The following proof shows that it suffices to have $\mathbb{E}f(X_n) \to \mathbb{E}f(X)$ for bounded $C^{\infty}$ functions.

1. It suffices to show that $\mathbb{E}f(X_n) \to \mathbb{E}f(X)$ for uniformly continuous bounded functions. Indeed: Suppose that $f$ is bounded and continuous. Choose a cut-off function $\chi_R \in C_c$ such that $\chi|_{B(0,R)}=1$, $0 \leq \chi_R \leq 1$. Then $$\begin{align*} &\quad |\mathbb{E}f(X_n)-\mathbb{E}f(X)| \\&\leq \|f\|_{\infty} \bigg( \mathbb{E}(1-\chi_R(X_n))+ \mathbb{E}(1-\chi_R(X)) \bigg) + |\mathbb{E}(f \chi_R(X_n))-\mathbb{E}(f \chi_R(X))| \\ &= \|f\|_{\infty} (2- \mathbb{E}\chi_R(X_n)-\mathbb{E}\chi_R(X)) + |\mathbb{E}(f \chi_R(X_n))-\mathbb{E}(f \chi_R(X))|. \end{align*}$$ By assumption, $$\mathbb{E}\chi_R(X_n) \to \mathbb{E}(\chi_R(X)) \qquad \text{and} \quad |\mathbb{E}(f \chi_R(X_n))-\mathbb{E}f \chi_R(X)| \to 0$$ as $n \to \infty$. Consequently, $$\liminf_{n \to \infty} |\mathbb{E}(f(X_n))-\mathbb{E}f(X)| \leq 2 \|f\|_{\infty} \mathbb{E}(1-\chi_R(X)).$$ Letting $R \to \infty$ finishes the proof.

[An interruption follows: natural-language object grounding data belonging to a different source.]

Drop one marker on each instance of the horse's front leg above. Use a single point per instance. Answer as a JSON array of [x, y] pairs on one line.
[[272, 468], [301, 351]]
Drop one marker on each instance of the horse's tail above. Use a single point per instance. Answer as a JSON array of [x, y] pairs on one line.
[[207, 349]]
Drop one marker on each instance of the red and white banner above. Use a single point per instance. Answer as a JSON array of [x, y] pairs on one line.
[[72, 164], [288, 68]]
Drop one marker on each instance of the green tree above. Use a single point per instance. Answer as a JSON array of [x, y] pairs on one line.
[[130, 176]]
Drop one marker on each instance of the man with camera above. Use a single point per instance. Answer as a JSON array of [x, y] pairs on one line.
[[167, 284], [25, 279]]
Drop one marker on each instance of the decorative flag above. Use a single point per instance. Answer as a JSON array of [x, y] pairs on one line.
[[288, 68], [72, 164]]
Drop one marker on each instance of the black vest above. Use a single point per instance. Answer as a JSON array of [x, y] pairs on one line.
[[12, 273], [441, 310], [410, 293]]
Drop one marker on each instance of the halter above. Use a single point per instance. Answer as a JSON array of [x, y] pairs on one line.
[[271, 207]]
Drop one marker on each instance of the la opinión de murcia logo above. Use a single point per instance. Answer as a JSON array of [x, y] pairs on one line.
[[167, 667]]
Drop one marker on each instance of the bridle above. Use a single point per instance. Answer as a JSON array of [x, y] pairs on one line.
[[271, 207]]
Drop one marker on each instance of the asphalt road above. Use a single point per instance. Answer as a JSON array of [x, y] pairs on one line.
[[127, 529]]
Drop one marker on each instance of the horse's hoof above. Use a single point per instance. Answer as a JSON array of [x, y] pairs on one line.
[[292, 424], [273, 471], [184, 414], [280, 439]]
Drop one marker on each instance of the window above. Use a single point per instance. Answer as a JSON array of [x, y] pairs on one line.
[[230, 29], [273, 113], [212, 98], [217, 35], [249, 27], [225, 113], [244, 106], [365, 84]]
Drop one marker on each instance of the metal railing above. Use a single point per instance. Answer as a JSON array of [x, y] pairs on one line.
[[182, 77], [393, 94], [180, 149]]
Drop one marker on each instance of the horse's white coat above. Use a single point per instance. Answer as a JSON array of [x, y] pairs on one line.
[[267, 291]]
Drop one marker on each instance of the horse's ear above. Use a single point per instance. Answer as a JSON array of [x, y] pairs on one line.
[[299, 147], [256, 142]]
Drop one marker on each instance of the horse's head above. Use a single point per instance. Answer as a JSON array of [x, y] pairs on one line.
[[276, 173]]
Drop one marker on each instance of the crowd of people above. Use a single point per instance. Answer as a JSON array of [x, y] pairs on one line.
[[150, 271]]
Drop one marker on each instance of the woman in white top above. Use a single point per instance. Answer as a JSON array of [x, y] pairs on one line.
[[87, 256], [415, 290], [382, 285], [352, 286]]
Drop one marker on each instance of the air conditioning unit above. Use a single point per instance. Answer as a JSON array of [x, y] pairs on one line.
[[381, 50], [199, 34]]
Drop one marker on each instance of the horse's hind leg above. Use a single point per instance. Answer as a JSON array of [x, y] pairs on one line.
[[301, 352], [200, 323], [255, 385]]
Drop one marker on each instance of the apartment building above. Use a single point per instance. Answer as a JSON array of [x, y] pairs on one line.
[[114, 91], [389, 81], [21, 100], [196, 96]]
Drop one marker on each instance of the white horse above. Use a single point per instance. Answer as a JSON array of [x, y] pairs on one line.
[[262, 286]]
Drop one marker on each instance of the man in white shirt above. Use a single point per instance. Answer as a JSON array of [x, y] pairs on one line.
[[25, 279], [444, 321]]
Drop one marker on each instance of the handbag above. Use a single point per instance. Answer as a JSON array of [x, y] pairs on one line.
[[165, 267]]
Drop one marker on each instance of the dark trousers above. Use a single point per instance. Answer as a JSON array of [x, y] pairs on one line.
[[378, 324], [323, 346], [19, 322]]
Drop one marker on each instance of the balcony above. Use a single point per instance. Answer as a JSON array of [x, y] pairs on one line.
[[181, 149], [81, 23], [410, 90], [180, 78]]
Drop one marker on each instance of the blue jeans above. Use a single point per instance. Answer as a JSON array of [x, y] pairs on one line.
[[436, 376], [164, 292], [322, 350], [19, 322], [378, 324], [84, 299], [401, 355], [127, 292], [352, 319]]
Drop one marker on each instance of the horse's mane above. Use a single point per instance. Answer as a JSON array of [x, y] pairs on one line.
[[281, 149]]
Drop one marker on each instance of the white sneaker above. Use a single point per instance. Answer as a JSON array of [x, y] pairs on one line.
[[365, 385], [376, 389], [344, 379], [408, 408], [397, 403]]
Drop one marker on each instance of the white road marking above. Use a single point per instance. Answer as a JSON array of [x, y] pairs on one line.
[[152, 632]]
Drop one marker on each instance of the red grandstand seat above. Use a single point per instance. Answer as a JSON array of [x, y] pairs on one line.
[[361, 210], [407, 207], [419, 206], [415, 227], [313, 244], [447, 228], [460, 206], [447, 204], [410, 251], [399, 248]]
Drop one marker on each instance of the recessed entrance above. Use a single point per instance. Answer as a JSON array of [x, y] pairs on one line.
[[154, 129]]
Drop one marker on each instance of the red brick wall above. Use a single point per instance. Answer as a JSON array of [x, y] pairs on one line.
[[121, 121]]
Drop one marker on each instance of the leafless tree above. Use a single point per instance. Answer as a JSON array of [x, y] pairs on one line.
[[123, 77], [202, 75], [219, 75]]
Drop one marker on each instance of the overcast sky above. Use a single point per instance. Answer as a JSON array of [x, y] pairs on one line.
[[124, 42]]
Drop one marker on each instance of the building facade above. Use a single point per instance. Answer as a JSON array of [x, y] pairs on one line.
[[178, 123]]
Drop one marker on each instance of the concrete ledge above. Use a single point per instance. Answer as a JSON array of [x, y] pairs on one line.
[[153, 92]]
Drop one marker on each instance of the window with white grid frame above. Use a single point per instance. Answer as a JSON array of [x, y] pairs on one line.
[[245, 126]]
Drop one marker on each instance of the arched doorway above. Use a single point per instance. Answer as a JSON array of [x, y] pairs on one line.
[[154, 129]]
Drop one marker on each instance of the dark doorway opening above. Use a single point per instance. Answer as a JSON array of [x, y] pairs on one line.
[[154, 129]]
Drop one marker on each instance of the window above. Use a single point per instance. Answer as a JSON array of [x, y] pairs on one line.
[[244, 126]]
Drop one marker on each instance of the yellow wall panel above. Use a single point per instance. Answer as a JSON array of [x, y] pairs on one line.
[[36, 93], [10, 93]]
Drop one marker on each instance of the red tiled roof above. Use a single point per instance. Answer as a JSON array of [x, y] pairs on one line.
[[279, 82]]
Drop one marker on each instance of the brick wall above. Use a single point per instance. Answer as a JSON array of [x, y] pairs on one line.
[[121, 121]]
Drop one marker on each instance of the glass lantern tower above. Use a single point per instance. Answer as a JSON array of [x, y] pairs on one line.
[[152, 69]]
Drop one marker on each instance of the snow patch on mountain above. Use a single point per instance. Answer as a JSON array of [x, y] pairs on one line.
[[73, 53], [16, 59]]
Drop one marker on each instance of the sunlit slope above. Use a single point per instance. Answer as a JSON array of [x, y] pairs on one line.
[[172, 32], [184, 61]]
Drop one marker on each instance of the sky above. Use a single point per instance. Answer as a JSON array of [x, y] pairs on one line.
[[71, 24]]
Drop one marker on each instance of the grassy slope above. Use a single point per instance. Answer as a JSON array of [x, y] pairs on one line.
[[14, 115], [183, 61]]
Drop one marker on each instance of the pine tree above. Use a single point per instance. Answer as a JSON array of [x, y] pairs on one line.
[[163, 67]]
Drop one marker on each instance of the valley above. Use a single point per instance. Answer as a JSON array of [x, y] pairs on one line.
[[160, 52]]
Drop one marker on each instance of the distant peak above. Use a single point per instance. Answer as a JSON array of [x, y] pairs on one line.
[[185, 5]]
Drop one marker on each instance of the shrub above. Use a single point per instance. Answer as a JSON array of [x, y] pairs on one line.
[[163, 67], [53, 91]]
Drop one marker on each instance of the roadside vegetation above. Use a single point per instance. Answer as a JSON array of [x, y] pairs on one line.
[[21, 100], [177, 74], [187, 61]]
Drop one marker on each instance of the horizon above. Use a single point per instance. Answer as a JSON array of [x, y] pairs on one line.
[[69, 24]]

2. Let $f$ be a uniformly continuous bounded function and denote by $$p_t(x) := \frac{1}{\sqrt{2\pi t}} \exp \left(- \frac{x^2}{2t} \right)$$ the heat kernel. Then it is not difficult to see that the convolution $f \ast p_t$ satisfies $$\|f-f \ast p_t\|_{\infty} \to 0$$ as $t \to 0$. Moreover, $f \ast p_t$ is differentiable (with bounded derivative) and bounded.
3. It remains to prove that $\mathbb{E}f(X_n) \to \mathbb{E}f(X)$ holds for uniformly continuous bounded functions. To this end, we define $f_t := f \ast p_t$. By step 2, $f_t$ is bounded and Lipschitz-continuous and for $t$ sufficiently small we have $\|f-f_t\|_{\infty} \leq \varepsilon$. Using a standard $\varepsilon/3$-argument, we find that $$\mathbb{E}f(X_n) \to \mathbb{E}f(X).$$

Remark: In fact, the weak convergence is equivalent to $$\mathbb{E}e^{\imath \, \xi X_n} \to \mathbb{E}e^{\imath \, \xi X} \quad \text{for all} \, \xi,$$ i.e. it suffices to have convergence for $f$ of the form $f(x)=e^{\imath \, x \xi}$.